Zeyno kafasıyla yaşayan, fikir unsuru yüklü konuşmalardan hazeden, çok okumuş, çok yer gezmiş genç bir kadındır. Erkek arkadaşlarını kadın arkadaşlarından ayırmayan bir düşünce yapısına sahiptir. Günün birinde Azize’nin kuzeni ve sözde nişanlısı Hasan Bey’le tanışır. Aralarında çabuk ve derin bir çekim oluşur. Oysa Zeyno da Saffet isminde kendisini çok seven bir doktorla nişanlıdır. Doktor Saffet’in kendisini çok sevmesine karşılık Zeyno’nun duyguları daha çok onda huzur bulma, güven hissi ve karşılıklı fikir paylaşımıdır.
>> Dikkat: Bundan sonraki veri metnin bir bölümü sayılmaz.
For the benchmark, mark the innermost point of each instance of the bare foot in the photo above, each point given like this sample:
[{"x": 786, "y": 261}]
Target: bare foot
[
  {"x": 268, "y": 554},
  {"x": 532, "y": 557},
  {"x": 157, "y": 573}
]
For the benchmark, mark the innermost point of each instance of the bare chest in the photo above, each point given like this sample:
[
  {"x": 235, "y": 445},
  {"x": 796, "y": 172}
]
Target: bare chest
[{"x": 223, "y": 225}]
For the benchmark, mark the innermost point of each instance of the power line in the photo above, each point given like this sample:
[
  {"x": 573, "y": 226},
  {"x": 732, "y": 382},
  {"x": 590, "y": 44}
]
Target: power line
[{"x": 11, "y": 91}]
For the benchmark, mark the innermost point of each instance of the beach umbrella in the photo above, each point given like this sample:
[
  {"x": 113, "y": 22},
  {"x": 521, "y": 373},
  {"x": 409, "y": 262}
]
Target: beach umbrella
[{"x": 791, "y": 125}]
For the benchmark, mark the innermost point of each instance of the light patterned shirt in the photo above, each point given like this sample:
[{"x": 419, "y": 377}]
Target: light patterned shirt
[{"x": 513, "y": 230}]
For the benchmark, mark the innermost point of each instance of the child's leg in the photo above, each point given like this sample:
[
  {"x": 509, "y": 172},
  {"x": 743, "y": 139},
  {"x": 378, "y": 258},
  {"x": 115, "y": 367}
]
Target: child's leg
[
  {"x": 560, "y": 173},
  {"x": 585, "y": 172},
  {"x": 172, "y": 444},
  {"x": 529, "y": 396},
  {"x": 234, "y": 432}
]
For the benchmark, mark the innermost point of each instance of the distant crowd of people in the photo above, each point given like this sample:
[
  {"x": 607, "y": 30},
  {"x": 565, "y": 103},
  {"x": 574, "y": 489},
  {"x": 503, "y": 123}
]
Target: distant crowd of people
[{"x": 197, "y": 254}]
Zeyno Saffet’i daima takdir eder ama aşkla bağlı değildir.

“Hayatın düzenleyicisi ve hareketlerimizin hakimi hislerimizdir” demiş yazar. Zeyno ve Hasan Bey de hislere yenik düşerler ve hızla birbirlerinin çekim alanına girerler. Bu noktadan sonra aşkı durdurmak için ne kafayla ne de düşünerek yapılabilecek herhangi birşey vardır. Aşk sessizce gelmiştir, ve devamında her iki tarafta da onmaz yaralar açacaktır.
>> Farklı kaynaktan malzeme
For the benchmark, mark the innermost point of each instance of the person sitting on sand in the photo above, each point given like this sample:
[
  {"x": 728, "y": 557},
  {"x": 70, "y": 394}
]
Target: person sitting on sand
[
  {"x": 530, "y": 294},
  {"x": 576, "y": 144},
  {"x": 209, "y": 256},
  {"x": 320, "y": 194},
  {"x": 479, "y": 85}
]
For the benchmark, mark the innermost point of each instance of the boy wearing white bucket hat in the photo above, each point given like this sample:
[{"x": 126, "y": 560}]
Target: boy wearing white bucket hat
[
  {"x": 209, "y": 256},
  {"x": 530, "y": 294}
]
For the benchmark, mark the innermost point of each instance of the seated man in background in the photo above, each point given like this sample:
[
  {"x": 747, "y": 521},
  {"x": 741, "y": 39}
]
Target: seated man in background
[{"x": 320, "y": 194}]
Zeyno ve Hasan Bey kaçamak aşklarını kısacık bir zaman diliminde, büyük gizlilik içinde, dirhem dirhem yaşamaktadırlar. Ancak Azize Hasan Bey’le evlenip onunla bir ömür boyu geçirmeye and içmiştir. Hasan Beyin kendisine ilgisi olmadığını ve hatta belki de Zeyno’ya aşık olduğunu düşündüğünde intihara kalkışır. Bu noktada Zeyno ve Hasan ya aşklarını yaşamak üzere doğuda herkesin dilinden ve gözünden uzak bir yuva kuracaklardı, ya da acıya katlanıp bağırlarına taş basacaklardı. Zeyno’nun kararıyla ikincisini seçtiler.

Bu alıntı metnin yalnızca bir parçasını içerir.